The next day we went shopping to restock out pantry shelves. After we returned home, I realized that Muffin wasn’t in the house. All of a sudden I remembered that she had gone outside to do her doggy thing and we’d not called her in before we left on the shopping excursion. I wasn’t worried because I figured that sooner or later Muffin, who was probably out raiding garbage cans, would show up on the porch, barking to be let in for her supper.

But she didn’t. And when darkness came, I became worried. I walked the town streets; then drove the town streets all night looking for her. By daylight I found that I had been up all night and had found no Muffin. I became resigned that she may have been hit and killed by a car, even though I didn’t find her body anywhere during my all-night search.

So I decided on another search, this time in daylight. I also decided that before I undertook this search I’d telephone the mayor, a member of my congregation, and ask him to inform the town's agencies that, should Muffin’s body be located, to contact me before disposing of it.

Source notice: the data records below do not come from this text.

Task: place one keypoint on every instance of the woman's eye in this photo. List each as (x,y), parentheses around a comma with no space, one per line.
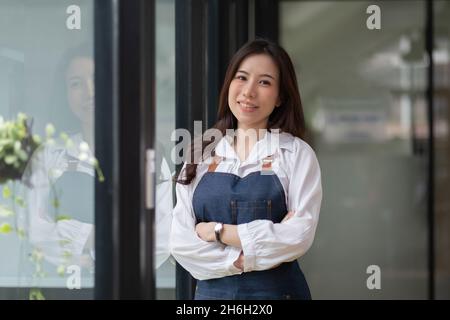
(74,84)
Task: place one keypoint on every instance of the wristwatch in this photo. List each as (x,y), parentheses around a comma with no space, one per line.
(218,230)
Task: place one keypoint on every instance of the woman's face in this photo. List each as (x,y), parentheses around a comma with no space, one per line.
(253,92)
(80,88)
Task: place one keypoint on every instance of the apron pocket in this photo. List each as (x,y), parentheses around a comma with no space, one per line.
(248,211)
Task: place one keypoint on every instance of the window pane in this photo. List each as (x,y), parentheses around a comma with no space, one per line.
(363,92)
(47,202)
(442,146)
(165,125)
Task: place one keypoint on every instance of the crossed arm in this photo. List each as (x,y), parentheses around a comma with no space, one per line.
(229,236)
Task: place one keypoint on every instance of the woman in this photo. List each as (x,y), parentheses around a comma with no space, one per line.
(247,213)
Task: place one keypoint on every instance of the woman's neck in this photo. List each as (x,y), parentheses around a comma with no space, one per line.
(244,141)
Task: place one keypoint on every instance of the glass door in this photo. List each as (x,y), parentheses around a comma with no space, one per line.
(48,165)
(364,95)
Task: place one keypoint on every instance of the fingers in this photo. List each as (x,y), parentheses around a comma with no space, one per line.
(289,215)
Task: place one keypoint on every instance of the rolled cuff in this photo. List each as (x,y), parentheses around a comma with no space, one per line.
(247,247)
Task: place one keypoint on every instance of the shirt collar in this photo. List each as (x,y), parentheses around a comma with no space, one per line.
(266,146)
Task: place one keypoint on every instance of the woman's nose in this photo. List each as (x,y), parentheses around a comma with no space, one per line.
(249,90)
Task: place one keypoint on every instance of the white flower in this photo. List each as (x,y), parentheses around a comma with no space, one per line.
(83,156)
(49,130)
(84,147)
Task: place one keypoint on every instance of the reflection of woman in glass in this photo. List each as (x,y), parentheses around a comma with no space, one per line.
(243,218)
(60,174)
(61,183)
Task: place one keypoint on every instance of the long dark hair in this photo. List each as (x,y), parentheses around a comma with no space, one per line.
(288,117)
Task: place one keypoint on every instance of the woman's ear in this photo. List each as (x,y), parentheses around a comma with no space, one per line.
(278,103)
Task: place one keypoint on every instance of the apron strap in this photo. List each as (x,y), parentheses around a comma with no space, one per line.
(267,165)
(215,162)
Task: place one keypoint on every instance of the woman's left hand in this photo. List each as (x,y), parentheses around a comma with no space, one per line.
(205,231)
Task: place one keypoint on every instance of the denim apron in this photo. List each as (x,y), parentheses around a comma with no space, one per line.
(230,199)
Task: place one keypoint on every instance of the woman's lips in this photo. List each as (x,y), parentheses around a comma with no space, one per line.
(247,107)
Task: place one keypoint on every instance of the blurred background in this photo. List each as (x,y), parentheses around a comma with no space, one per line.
(377,112)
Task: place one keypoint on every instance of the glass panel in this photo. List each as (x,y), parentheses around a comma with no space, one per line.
(363,92)
(442,146)
(47,200)
(165,124)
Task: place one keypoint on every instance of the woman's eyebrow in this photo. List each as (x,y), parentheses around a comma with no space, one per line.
(261,75)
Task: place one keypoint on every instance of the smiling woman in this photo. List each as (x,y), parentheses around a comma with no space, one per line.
(247,213)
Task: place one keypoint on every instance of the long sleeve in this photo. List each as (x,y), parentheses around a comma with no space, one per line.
(203,260)
(163,210)
(267,244)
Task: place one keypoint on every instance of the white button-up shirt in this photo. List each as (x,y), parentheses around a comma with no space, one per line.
(264,244)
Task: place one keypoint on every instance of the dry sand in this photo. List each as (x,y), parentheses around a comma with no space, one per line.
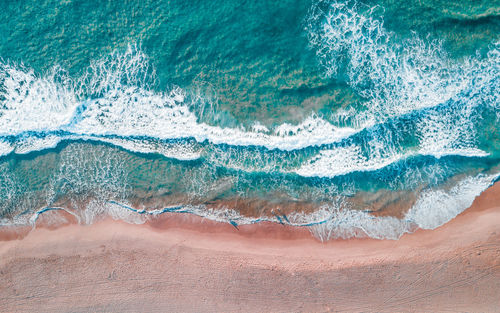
(185,264)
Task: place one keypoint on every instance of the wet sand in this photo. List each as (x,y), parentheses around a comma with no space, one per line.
(182,263)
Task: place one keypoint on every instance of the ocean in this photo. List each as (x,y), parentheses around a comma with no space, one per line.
(352,118)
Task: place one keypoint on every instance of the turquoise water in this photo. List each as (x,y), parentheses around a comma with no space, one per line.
(360,118)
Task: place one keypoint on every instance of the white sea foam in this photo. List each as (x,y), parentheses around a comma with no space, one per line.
(30,144)
(5,148)
(437,207)
(344,160)
(398,78)
(113,99)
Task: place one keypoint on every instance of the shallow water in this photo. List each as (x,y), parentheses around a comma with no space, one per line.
(359,118)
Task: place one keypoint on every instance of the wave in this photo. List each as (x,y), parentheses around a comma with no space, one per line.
(432,209)
(417,102)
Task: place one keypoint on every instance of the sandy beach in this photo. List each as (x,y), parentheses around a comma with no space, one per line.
(184,264)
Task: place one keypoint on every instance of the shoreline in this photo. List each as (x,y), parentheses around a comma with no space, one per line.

I can still picture the moment when I picked up the telephone to dial the mayor’s home. My hand was shaking and, even though I’d memorized the telephone number years before, I couldn’t remember it. I replaced the handset in the telephone cradle and picked up the church directory to look up the number.

It was then that I heard a noise outside the parsonage front door. I opened it and found Muffin lying on her side crying. I was about to express my joy when I saw the blood around her left hind leg and side. I called out to my sons; we wrapped Muffin in a blanket, and drove her to the animal hospital. The vet’s assistant took her out of my arms and carried Muffin into an examining room. The half hour or so that we waited for word on her condition was one of the longest I have ever spent in my life.

The vet finally came to us and said that luckily Muffin had had no internal injuries. She had, however, evidently been hit by a vehicle and her hind leg was broken. He recommended surgery to insert a metal rod in her leg until it healed. Of course I OK’d it and the vet set to work operating on my shaggy dog.

The vet kept Muffin over night to be sure she came out of the anesthetic OK. When I picked her up, I saw that she had about two inches of a steel rod sticking up out of her hind leg. Being Muffin, she quickly learned to walk with the stiff leg. About ten weeks later the vet removed the rod and Muffin was completely healed—not even a limp!

Where had Muffin been all night? The vet suggested that after she had been injured she may have crawled somewhere she considered safe and hid there to regain her strength. With daylight she made her way the rest of the way home.